A search of messages between MI6 headquarters and its Paris station during the summer of 1997 turned up no references to Princess Diana's travels in France with Dodi Fayed, an officer with the intelligence agency testified Tuesday at the inquest into their deaths.

The officer, identified only as Miss X, assisted British police in their investigation into the deaths of the princess and Fayed in a car crash in Paris on Aug. 31, 1997.

Fayed's father, Mohamed Al Fayed, has claimed the two were murdered by the security services on the orders of Prince Philip, husband of Queen Elizabeth II.

The British inquest was delayed for years because of British and French police investigations, which concluded that the couple died in an auto accident, and that high speed and drinking by the driver were contributing factors.
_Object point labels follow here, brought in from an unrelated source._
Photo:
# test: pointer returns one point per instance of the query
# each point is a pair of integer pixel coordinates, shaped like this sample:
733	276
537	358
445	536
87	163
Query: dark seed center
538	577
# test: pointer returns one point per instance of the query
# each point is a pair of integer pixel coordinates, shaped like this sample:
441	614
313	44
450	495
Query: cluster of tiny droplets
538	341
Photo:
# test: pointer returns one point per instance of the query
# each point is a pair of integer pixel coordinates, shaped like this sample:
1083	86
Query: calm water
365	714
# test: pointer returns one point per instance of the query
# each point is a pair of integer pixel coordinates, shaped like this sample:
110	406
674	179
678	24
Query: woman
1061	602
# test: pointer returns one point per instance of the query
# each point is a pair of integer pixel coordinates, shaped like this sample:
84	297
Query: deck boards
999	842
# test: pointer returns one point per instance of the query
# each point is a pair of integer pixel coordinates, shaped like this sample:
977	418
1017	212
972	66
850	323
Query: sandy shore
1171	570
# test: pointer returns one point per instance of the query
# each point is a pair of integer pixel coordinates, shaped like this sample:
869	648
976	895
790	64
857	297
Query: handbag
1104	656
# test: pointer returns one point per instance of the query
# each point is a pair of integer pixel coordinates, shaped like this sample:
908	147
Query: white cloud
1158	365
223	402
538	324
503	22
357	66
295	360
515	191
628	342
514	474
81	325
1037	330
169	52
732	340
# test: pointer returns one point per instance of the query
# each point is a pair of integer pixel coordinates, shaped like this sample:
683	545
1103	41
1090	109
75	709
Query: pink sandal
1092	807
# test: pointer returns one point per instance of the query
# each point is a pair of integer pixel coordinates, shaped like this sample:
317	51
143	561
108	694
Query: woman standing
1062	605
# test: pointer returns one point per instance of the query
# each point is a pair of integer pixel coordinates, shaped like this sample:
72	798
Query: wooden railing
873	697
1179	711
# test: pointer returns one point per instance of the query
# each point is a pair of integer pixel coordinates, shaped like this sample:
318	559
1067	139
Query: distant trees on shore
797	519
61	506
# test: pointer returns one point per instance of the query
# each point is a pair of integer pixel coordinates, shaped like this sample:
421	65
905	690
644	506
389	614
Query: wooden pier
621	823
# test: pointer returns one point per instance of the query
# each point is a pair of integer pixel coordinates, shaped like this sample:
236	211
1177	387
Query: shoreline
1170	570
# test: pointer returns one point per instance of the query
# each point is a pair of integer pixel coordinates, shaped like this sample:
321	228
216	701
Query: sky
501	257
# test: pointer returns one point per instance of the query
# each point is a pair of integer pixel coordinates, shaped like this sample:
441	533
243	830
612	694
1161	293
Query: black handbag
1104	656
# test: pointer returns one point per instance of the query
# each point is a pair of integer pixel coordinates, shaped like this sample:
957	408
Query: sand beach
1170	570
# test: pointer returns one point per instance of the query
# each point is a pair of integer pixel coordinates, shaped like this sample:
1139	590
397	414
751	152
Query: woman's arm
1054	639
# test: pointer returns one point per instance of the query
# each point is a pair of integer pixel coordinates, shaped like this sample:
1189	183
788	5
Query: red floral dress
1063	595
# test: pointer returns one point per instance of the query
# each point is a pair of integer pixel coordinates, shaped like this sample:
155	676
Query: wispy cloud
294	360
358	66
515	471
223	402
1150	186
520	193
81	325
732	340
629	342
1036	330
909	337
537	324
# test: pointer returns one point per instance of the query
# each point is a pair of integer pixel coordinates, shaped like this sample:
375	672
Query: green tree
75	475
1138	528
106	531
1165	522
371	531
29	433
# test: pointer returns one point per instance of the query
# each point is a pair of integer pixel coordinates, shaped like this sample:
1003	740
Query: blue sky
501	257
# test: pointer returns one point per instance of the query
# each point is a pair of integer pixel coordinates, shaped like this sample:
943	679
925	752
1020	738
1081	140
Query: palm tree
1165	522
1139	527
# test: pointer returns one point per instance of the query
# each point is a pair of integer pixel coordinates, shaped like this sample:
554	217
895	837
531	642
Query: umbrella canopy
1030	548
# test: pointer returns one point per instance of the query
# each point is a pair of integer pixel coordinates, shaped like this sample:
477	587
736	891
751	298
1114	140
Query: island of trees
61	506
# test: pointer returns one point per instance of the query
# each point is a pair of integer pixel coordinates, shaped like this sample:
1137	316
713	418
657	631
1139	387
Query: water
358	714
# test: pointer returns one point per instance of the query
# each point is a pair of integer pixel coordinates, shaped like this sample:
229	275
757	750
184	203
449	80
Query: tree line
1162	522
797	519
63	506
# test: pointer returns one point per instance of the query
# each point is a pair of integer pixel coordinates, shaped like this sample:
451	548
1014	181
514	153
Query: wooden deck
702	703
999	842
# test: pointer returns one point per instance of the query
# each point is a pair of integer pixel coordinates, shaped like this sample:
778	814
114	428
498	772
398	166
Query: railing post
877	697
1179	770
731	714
In Tuesday's testimony, X said a search of 887 telegrams produced nothing relevant.

Asked whether any documents had been held back from investigators, she said: "I am absolutely certain that they saw each and every one."

The agent also testified that it was not unusual for documents to be destroyed in some circumstances. That relates to the assertion by former MI6 agent Richard Tomlinson that a proposal for an assassination made in 1992 or 1993 was destroyed, contrary to agency rules.

Former MI6 head Richard Dearlove testified last week that the proposal contemplating the assassination of a Balkan leader was "killed stone dead" at an early stage.

"If you were told, 'Look this is absolute rubbish, get rid of it,' that would not have been entirely unusual," X said.

Dearlove testified that MI6 did not assassinate anyone during his time as director of special operations and then as head of the agency.

Tomlinson has claimed that he saw a plan to kill the late Slobodan Milosevic, when he was President of Serbia, in a car accident — but now says he may have been wrong about the target and the method.

Mohamed Al Fayed has claimed that the plan reported by Tomlinson was the blueprint for killing his son and the princess.

Several MI6 agents — identified only by letters to protect their identity — are scheduled to testify this week at the inquest into the deaths of Diana and Fayed.